MOSCOW (Reuters) - When the Dutch sit down to watch the World Cup kick off in Russia on Thursday, the absence of their orange-clad team from the 32 participating nations will be the bitterest of reminders of just how far they have fallen down the global pecking order.
However, five Netherlands-born players are likely to line-up for Morocco when they open their Group B campaign against Iran in St Petersburg on Friday, ensuring an opportunity for the Dutch to follow events with more than just passing interest.
Street celebrations in Dutch cities when Morocco sealed qualification emphasised the excitement among the 400,000-odd community in the Netherlands, and fulsome coverage in the media in recent weeks has given a sense that the rest of the country has adopted the team for the tournament.

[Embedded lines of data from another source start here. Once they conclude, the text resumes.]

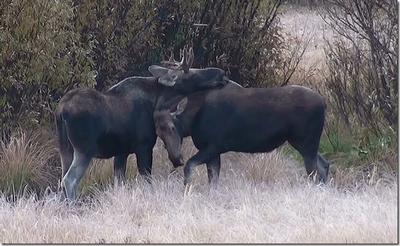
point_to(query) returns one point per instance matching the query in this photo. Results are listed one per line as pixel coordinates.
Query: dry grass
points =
(261, 198)
(264, 198)
(23, 163)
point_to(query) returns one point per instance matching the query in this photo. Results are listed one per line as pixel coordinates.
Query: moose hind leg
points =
(75, 173)
(144, 158)
(323, 168)
(120, 168)
(213, 169)
(202, 156)
(66, 157)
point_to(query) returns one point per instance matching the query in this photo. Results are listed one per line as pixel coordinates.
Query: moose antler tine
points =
(171, 57)
(191, 57)
(185, 65)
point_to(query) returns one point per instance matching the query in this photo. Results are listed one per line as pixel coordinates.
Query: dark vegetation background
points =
(50, 47)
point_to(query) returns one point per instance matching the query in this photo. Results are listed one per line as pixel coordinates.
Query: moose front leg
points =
(120, 168)
(213, 168)
(144, 157)
(202, 156)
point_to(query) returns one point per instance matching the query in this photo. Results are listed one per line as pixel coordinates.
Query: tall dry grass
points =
(24, 163)
(263, 198)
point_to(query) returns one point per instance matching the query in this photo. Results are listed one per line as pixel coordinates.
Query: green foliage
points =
(50, 47)
(40, 58)
(362, 78)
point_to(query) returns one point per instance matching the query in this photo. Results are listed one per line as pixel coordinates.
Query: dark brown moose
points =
(240, 119)
(119, 122)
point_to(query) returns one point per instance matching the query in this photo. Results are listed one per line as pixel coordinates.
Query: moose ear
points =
(158, 71)
(162, 74)
(180, 107)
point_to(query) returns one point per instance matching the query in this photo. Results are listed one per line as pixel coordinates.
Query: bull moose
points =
(119, 122)
(251, 120)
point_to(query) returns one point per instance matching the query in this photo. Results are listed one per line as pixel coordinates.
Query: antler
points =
(184, 64)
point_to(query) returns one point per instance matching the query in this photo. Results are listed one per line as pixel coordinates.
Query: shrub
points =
(41, 57)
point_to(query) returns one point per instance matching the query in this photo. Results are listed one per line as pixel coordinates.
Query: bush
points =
(41, 58)
(362, 63)
(50, 47)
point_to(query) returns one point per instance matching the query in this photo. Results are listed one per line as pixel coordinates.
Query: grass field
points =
(263, 198)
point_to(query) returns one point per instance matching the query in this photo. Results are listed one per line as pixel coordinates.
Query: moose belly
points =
(254, 142)
(112, 144)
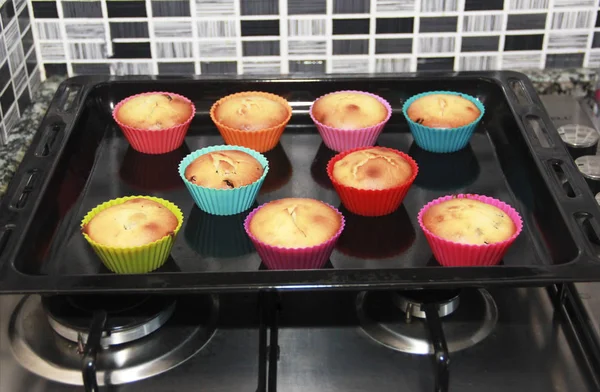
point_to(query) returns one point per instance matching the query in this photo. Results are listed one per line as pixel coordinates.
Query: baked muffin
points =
(372, 168)
(250, 112)
(295, 223)
(155, 111)
(135, 222)
(349, 110)
(443, 111)
(225, 169)
(469, 221)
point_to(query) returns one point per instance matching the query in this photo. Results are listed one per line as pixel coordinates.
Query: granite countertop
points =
(577, 82)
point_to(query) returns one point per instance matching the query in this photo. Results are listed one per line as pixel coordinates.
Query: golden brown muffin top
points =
(250, 112)
(155, 111)
(225, 169)
(443, 111)
(349, 110)
(372, 168)
(295, 223)
(469, 221)
(135, 222)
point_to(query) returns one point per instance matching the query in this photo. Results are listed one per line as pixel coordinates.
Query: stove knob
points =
(589, 166)
(580, 139)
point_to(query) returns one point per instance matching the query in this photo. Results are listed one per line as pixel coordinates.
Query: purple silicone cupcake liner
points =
(341, 140)
(277, 257)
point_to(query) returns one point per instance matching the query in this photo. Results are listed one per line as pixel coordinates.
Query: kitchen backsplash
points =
(312, 36)
(119, 37)
(19, 73)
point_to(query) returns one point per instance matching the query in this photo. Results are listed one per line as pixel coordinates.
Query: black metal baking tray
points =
(79, 158)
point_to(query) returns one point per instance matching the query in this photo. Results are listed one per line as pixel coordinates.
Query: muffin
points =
(443, 111)
(372, 168)
(372, 181)
(442, 121)
(155, 122)
(251, 119)
(469, 221)
(294, 233)
(132, 234)
(469, 230)
(224, 170)
(224, 180)
(350, 119)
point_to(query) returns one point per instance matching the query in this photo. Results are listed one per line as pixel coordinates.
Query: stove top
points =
(518, 339)
(326, 345)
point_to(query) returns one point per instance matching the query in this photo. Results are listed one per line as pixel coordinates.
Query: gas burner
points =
(43, 352)
(413, 303)
(128, 317)
(463, 326)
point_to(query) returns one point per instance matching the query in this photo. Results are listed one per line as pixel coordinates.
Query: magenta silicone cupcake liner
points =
(454, 254)
(341, 140)
(277, 257)
(158, 141)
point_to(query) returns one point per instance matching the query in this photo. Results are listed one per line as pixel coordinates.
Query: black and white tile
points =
(40, 38)
(19, 73)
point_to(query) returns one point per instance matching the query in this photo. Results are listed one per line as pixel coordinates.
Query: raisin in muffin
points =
(155, 111)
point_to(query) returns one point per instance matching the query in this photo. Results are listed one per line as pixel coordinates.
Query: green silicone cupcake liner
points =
(442, 140)
(137, 259)
(224, 201)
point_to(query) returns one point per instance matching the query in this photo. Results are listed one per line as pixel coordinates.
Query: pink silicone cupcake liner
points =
(454, 254)
(341, 140)
(158, 141)
(277, 257)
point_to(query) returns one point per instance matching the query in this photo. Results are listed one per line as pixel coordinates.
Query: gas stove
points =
(472, 339)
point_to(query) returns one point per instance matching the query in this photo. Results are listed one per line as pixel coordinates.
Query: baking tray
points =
(79, 158)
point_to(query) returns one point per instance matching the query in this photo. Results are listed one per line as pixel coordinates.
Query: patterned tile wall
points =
(305, 36)
(19, 73)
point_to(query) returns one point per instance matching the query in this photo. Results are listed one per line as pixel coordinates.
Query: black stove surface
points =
(541, 340)
(323, 348)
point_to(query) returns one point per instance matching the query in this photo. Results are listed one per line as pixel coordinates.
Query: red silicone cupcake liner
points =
(277, 257)
(155, 141)
(341, 140)
(454, 254)
(371, 202)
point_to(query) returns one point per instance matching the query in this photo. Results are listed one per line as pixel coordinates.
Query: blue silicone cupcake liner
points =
(442, 140)
(224, 201)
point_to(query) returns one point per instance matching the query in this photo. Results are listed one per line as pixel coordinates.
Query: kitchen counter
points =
(578, 82)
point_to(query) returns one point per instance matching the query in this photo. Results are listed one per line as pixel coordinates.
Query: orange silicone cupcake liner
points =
(262, 140)
(372, 202)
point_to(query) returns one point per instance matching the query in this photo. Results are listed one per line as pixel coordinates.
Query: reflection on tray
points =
(218, 236)
(153, 173)
(280, 169)
(318, 168)
(376, 237)
(327, 265)
(445, 172)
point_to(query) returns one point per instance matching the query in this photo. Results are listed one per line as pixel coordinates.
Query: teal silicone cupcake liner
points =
(223, 201)
(442, 140)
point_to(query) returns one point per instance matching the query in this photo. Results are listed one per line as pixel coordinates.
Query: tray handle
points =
(33, 175)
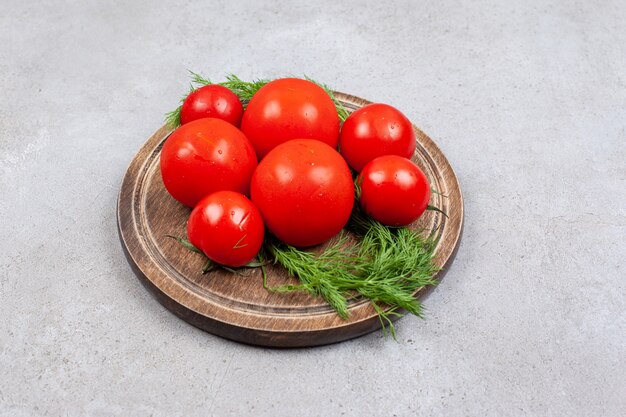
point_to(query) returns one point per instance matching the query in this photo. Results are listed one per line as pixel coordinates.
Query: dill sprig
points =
(386, 266)
(242, 89)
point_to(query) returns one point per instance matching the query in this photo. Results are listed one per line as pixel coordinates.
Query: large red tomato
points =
(205, 156)
(212, 101)
(394, 190)
(375, 130)
(304, 191)
(227, 227)
(289, 108)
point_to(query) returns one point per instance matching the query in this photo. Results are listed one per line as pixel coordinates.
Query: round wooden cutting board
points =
(237, 306)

A Dutch-born contingent has been part of the Moroccan side for more than a decade and the quintet of Mbark Boussoufa, Karim El Ahmadi, Hakim Ziyech and the Amrabat brothers — Nordin and Sofyan — are likely to enjoy prominent roles in Russia.
European-born players, drawn from the Diaspora, now dominate many major African national teams and are actively sought out to strengthen sides. For some, it means making a tough choice regarding their international careers.
In the Netherlands, it has been a contentious issue with Dutch-born players electing to compete for other countries previously accused of “committing a form of treason”.
Ziyech was selected three years ago by Guus Hiddink when he was coach of the Netherlands but withdrew because of an injury and never got another call-up. Instead, he agreed to play for Morocco.
“It worked out the way it worked out, and I don’t have a single second’s regret,” Ziyech said. “With Morocco I feel valued. There isn’t a constant search for criticism as there is in the Netherlands.
“I grew up in the Netherlands but I must honestly say that when I hear the national anthem of Morocco I feel a connection with the country,” Ahmadi told a recent news conference.
The World Cup offers a chance for the Dutch to set aside the debate over dual nationals, and where their loyalties ought to lie, and collectively get behind five of their own, even if they are wearing the red and green of Morocco rather than orange.
“I hope that the Netherlands are solidly behind us,” El Ahmadi added.
“Just as I, for all these years, have supported the Dutch national team at the World Cup when Morocco didn’t participate. I think that if we find each other, we can all be proud.”